We love to travel, experience new places and get in touch with new people, cultures and expanding our horizons. Travelling by car is a great way to get around, see the landscape and investigate the area you are visiting. On short trips far away from your home or home country, it is therefore okay to rent a car for the purpose, but what about trips to the areas you want to explore and stay for a while, are there other options that are tempting and appropriate? For us it was natural to try travel by campervan. We sat on Bali early spring 2015, on our Around-the-world travel, and had fervently wanted to explore our own country. Norway is an elongated country with 2532 km coastal line from south to north, and we wanted to explore it at our own pace, thus the thought of campervan was born. We surfed websites looking for campervan for sale, and since we are VW enthusiasts, it was natural to look for VW Westfalia California, but most of the vans available was VW Multivan Westfalias, a simple built weekend camper. The VW Westfalia California "full-fledged" campers has been in production since the late 50ties, it started with the VW T1 and until today is the VW T6. We ended up with a 2002 mod VW Multivan Westfalia weekend camper, and the reason we chose just that was that it looked well maintained, affordable, looked great in black and with a V6 gasoline engine with automatic transmission. We bought the car without any inspections (not really recommended, but we were thousands of kilometers away... 😉), and a friend of us collected it and parkt it at his place. We were looking forward to take a closer look at what we had bought, but it went another 2 months before we returned home to Norway. Our Norwegian journey can you read about on our website HER
May 2015: We were excited when we picked up the car at our friend’s place, and it turned out that the engine was running great, and the mechanics was solid. But, the campervan missed driver side mirror, worn-out winter tires, flat battery, some dents and body marks. Seller ordered a new mirror and battery for us, but the tires kept exactly the mm-depth needed to stay inside the regulations, so we had to buy them ourselves. We headed down to the Svelvik Council and stayed overnight in the car for the first time. Since the car was a so-called weekend camper, it had simple but functional modules for water, a small gas flare and lockers for storing personal belongings and clothes. It is also equipped with a "westfalia pop-up roof", whitch is great since it provides full standing height in parts of the car, as well as options for accommodation for 2 people. If you use the sleeping area in the "tent" section, you avoid having to redo everything in the living area when you want to go to sleep. It was noticeably confined to maneuver 2 adult people when the bed was to be up down, and without swivelseats in the front, there was a little (too much) fuss. As days passed, we found our rhythm in the car and we made a list of what we wanted to have in it. The list featured among others; A small toilet «Porta Potti», thermomat covers for the front windows, swivelseats, and a refrigerator. But during our websearch, we found that a complete California camper interior would really be a gamechanger, and give a whole new experience of the car. The problem was that there were no such for sale in Norway.

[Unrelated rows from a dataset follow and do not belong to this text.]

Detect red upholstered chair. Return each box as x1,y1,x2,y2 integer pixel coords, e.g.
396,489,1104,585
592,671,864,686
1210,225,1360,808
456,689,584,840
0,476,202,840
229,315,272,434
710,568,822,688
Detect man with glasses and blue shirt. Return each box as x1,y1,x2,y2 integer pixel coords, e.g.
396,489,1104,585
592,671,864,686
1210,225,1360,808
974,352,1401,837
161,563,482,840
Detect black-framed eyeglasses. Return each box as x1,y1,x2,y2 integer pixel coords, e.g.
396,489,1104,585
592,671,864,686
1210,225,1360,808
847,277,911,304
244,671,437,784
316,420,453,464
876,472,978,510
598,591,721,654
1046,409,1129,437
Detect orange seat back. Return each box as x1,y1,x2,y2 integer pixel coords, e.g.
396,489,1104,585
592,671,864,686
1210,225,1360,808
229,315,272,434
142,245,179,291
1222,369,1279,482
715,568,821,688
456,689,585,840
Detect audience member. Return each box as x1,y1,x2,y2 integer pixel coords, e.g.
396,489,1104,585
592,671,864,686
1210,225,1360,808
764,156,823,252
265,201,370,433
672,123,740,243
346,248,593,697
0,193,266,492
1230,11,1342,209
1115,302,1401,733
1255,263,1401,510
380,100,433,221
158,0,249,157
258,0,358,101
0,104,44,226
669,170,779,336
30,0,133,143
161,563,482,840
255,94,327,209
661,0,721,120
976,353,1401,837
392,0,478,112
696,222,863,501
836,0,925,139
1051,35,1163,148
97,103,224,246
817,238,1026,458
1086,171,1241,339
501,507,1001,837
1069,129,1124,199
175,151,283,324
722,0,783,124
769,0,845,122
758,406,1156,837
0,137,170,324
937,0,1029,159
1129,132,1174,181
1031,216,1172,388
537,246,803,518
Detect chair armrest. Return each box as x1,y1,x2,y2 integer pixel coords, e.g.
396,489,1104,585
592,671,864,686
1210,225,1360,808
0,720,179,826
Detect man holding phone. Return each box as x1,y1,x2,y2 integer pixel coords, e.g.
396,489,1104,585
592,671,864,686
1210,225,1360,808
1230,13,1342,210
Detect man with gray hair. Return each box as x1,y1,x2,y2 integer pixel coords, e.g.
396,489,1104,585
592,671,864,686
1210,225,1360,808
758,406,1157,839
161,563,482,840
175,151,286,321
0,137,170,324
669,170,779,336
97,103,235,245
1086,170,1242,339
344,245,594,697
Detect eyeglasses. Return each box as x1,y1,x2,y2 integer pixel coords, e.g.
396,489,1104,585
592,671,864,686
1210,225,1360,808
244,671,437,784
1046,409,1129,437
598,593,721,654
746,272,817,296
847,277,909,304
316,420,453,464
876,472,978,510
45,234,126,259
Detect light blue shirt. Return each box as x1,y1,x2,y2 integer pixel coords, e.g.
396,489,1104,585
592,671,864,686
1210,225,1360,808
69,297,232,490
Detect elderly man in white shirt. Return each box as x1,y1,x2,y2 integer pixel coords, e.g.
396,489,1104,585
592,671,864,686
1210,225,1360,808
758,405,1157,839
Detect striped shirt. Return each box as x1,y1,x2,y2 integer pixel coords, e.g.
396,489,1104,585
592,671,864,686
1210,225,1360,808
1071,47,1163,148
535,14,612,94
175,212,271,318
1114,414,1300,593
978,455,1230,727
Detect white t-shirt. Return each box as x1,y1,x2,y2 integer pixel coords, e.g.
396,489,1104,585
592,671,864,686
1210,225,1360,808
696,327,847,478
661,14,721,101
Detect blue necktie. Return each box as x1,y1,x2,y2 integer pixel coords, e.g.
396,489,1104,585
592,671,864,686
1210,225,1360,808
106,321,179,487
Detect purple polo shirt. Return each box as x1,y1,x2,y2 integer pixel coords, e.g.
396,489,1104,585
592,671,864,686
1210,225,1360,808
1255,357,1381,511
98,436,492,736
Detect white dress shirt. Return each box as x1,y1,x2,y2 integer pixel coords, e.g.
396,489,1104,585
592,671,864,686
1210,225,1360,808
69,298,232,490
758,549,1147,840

We drove up north, with the goal of Nordkapp as the turningpoint. The car was incredibly smooth to drive and runs like a clock, the kilometers being fast to miles. We had seen that the Icaravan shop in Tromsø, according to their website, had both swivelseats bases and thermomats in stock. Porta Potti we had bought in Bergen, and it works fine for its use. On the way towards Trondheim amazingly enough one California camper interior on Finn.no showed up! We have followed the car-for-sale websites every day since the idea was born, and now we could be luckily and get one complete California interior, but only if we were able to come in contact th the seller before anyone else. The seller proved to be a nice guy who was rebuilding his VW T4 Syncro, to a Multivan with a Westfalia pop-up roof. He had bought a T4 California camper from the mid 90ties as a donor car, but did not need the camper interior. He was looking for the kind of interior we had, because he used the car in his job, and wanted to go camping on the weekends with his family. This was a win-win, and we just traded the one for the other. A little excited, and with some handtools, we drove up and met the seller a rainy morning in mid-june. It was a short drive to the container where all the interior parts were stored, and when the rain stopped, we started dismantled our interior from behind the front seats to the tailgate. The car looked a little bit “awkward” in the evening, standing on the campsite without anything in it. Fortunately, we could stay up in the pop-up aerea of the car, so we got a good night's sleep at least. The following day was a day of driving to various places for the procurement of various screws, bolts and metal bodyglue. On day 3 we were ready to assemble the "new" interior, and apart from a little bit of hustling about getting the backseat/fold-down bed to fit into the newly assembled rails on the floor (due to a cable that was smoked inside the sock and thus not working), it all went fast and smoothly. The greywater tank was fitted into the car body wall, just behind the sink aerea and is absolutely brilliant. The rest was plug & play, but with still a little bit left to fix, dinner was made in our “new” kitchen that night. The next day we headed towards the North Cape!
At the end of June we were driving south again and run by Icaravan in Tromsø to pick up the parts we have ordered. The swivelseat bases lifted the frontseats a little higher, but no worse than it was going alright. It only took a couple of hours to do the job, and since we were in it, we arranged the fresh water tank w/pump and mounted some USB point in the car altso. The trip down our elongated coastline and over some of the mountains, with a whole new experience of our campervan, was a fantastic journey that can be recommended wholeheartedly.
From the summer of 2016 until we sold the campervan in the autumn of 2017, it was diligently used for trips between Holmsbu in Hurum county, and Askøy/Øygarden county outside Bergen, with overnight stays along the way. With us, we occasionally had our classic Honda Nighthawk 750 for some extra spice on the journey, and with good towing capacity on the campervan we hauled various trailers when we started building our own micro houses and also super as a mobile office.